Sarò chiaro fin da subito, il disco è una cannonata dall’inizio alla fine che dal vivo sarebbe in grado di far pogare perfino una nonnina, ma arrivare alla fine dell’ascolto mi è risultato spesso difficile.
Peccato perchè ci si trova di fronte a una produzione perfetta curata nei minimi dettagli, cosa che in alcune nuove uscite ha penalizzato il voto finale.
L’inizio è subito scoppiettante con “The Price” che fa già capire come sarà il sound, ovvero martellante e incessante.
Purtroppo già la successiva “Hate Is My Fuel” risulta addirittura irritante con quel ritornello isterico e, per grazie sua, si fa succedere dal miglior episodio dell’intero lavoro quale “Armageddonizer”.
Il resto?
Sempre sparato a mille ma che non coinvolge… anzi, a tratti sembra davvero troppo reciclato e le canzoni troppo simili tra loro.
La title track non raggiunge la sufficienza così come “Sheep of the Regime”, “Destroyer or Creator”, “Devil’s Advocate” e la ripetitiva “Misfit”.
A far migliorare un po’ la situazione ci pensano “Sorcerer of Black Magic” e “Church of Disgust”, ma è veramente poca cosa.
Commento: uscita infelice per i Destruction e per il thrash metal in generale che negli ultimi tempi ci ha regalato album davvero validi (un esempio? Kreator, Megadeth, Sodom, Exodus…).
Se avete una grande esigenza di ritmi folli, percussioni e assoli sparati a mille fate vostro questo cd, altrimenti guardatevi intorno che c’è di meglio.
Voto: 4,5
Commenti
Nn sono affatto d’accordo con questo tipo di commento….
Intendiamoci,nulla a che vedere con i potentissimi infernal overkill.sentence of death,all hell breack loose,the anthichrist,metal discharge etc…ma l’onda d’urto di smier e company è inopinabile.
Diciamo che in questo frangente è un tuffo nel passato remoto della band di Lorrach.a differenza ad esempio di D.E.V.O.L.U.T.I.ON.album nel quale si sn sentiti inserti di melodia…

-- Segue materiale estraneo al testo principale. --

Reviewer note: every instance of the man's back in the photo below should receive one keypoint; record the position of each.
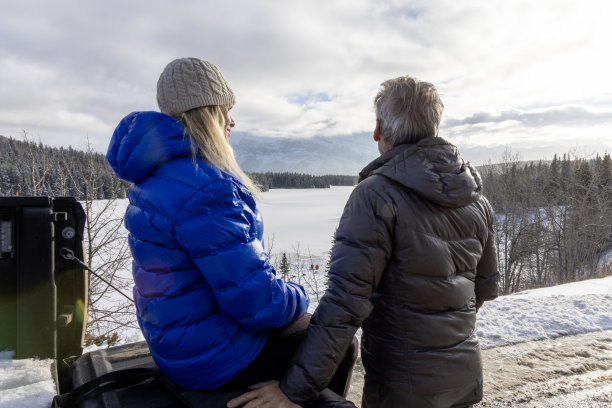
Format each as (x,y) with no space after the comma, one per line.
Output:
(421,329)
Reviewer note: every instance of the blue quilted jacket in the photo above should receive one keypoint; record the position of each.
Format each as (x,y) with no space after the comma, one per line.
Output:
(205,292)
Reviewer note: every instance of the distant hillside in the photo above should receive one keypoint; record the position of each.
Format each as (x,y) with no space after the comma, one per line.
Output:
(317,156)
(30,168)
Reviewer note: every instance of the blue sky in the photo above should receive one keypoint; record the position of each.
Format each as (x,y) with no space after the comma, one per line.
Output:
(533,76)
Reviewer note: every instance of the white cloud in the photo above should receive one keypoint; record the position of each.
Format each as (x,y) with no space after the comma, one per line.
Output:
(73,68)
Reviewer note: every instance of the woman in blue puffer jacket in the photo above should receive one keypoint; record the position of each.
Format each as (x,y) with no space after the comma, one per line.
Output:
(207,298)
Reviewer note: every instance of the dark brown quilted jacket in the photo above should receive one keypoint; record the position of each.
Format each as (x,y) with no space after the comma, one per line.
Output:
(414,259)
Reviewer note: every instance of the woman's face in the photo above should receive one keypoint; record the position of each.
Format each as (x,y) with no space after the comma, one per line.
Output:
(229,122)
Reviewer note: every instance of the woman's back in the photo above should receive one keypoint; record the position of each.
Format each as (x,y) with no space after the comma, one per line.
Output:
(205,292)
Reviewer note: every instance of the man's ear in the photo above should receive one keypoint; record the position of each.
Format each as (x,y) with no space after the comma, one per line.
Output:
(377,134)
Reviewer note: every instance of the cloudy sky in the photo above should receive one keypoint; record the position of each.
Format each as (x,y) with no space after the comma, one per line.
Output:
(535,76)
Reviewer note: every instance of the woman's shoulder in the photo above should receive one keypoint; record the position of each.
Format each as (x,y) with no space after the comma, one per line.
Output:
(204,183)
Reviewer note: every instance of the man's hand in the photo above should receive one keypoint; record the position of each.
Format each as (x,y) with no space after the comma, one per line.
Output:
(263,395)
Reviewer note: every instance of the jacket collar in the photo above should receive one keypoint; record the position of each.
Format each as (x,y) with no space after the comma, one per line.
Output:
(143,141)
(432,168)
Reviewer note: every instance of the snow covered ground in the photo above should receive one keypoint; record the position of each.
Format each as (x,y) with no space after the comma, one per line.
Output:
(308,218)
(570,309)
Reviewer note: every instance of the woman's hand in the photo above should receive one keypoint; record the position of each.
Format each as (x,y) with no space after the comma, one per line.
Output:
(263,395)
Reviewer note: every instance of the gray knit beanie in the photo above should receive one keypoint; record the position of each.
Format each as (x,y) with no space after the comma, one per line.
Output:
(189,83)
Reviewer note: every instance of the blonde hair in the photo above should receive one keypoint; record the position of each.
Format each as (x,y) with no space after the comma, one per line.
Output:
(408,110)
(205,127)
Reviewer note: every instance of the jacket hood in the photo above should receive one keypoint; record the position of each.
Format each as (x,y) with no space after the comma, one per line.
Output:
(143,141)
(433,169)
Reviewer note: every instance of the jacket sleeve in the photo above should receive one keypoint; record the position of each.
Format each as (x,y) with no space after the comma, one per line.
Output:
(218,231)
(360,255)
(487,275)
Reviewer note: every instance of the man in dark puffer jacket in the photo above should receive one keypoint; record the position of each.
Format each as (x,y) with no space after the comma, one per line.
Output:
(414,260)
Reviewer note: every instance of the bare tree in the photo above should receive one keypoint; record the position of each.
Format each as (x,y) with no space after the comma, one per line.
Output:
(108,254)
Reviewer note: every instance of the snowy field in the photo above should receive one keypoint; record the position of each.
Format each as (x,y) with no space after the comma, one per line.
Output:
(307,219)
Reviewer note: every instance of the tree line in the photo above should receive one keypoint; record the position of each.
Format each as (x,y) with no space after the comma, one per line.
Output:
(553,225)
(554,219)
(29,168)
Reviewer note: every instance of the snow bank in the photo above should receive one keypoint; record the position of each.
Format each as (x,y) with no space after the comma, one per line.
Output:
(538,314)
(25,383)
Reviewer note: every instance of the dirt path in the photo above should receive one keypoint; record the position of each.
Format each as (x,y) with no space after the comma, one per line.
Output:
(572,371)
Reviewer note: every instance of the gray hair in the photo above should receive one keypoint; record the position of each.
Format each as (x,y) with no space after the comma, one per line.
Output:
(408,110)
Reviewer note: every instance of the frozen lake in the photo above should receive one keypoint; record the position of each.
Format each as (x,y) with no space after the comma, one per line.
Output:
(302,217)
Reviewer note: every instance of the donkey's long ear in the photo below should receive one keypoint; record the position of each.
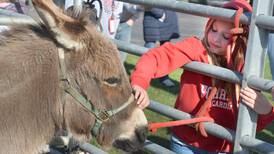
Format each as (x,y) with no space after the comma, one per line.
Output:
(65,29)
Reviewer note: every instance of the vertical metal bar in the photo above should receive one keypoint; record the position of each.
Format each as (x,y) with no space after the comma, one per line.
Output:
(257,42)
(77,6)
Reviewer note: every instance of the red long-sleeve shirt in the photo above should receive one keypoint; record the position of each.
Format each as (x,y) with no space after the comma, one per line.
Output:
(194,90)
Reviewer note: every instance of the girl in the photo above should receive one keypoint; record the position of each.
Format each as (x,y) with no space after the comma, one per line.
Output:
(224,45)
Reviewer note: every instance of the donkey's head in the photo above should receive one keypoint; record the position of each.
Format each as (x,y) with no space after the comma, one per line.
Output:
(94,70)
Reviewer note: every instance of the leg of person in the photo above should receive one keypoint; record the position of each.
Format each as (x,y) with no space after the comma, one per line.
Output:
(150,44)
(270,52)
(123,34)
(179,147)
(165,80)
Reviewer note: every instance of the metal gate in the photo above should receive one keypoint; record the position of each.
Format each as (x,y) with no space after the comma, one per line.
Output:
(261,24)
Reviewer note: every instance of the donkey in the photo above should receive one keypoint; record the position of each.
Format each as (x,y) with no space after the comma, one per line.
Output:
(64,76)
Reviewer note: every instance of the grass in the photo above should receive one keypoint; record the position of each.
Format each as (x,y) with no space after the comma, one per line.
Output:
(167,96)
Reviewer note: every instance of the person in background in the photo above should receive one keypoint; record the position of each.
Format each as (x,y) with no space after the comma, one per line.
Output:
(223,45)
(160,25)
(130,13)
(18,7)
(110,19)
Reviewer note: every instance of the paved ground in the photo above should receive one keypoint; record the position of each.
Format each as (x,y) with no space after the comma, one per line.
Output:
(189,25)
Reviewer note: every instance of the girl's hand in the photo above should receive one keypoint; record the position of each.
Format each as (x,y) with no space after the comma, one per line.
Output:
(255,100)
(141,96)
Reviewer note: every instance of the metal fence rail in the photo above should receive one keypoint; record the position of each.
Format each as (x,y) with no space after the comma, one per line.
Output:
(260,25)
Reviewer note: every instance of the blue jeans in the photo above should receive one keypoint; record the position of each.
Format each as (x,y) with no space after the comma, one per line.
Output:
(270,53)
(179,147)
(152,45)
(123,34)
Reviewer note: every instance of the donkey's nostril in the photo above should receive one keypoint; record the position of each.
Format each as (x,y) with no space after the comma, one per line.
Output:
(141,133)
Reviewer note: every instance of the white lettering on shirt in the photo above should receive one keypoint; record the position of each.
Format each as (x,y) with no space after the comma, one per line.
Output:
(220,99)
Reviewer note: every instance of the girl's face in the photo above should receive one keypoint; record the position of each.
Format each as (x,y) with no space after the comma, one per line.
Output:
(219,37)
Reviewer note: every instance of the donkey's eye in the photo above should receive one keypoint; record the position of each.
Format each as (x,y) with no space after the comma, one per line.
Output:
(112,81)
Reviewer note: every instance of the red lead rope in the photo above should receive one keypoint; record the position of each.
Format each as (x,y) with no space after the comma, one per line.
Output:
(154,126)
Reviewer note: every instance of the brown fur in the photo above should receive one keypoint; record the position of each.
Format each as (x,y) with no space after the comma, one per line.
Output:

Diciamola tutta il ruolo dei Destruction nn è quello di brillare di fantasia ma di come dici Tu esimio recensitore di far pogare un’intera platea e la voce che trovi irritante di Smier nel secondo brano è la peculiarità del macellaio + folle proveniente dalla Germania.
il mio voto è 7
Solo un appunto: prima di recensire il disco di una band storica e FONDAMENTALE si consiglierebbe di ascoltarne un po’ la discografia, che credibilità ha un recensore di un disco thrash metal che non ha mai ascoltato i Destruction? Zero!
Farsi una cultura prima, sennò quelli che si esprimono sono concetti senza cognizione di causa, e infatti un appasionato del genere si fa due risate di fronte a queste quattro righe sconclusionate (sembra un cronista di calcio che parla di una gara di tuffi).
Detto ciò sono d’accordo che i Destruction diano sicuramente il loro meglio on stage rispetto alle prove da studio, ma da qui a dare 4,5 ad un album potente ed onesto in linea col loro sound mi sembra davvero troppo.
Mi trattengo per non andare oltre…
Concordo in pieno.
Per recensire un disco bisogna avere i giusti riferimenti del passato ed io i Destruction li ascolto da anni oltre ad averli visti 4volte
Rafforzo sempre di più che questo è un ottimo lavoro….haye is my fuel è una canzone mostruosa!!!!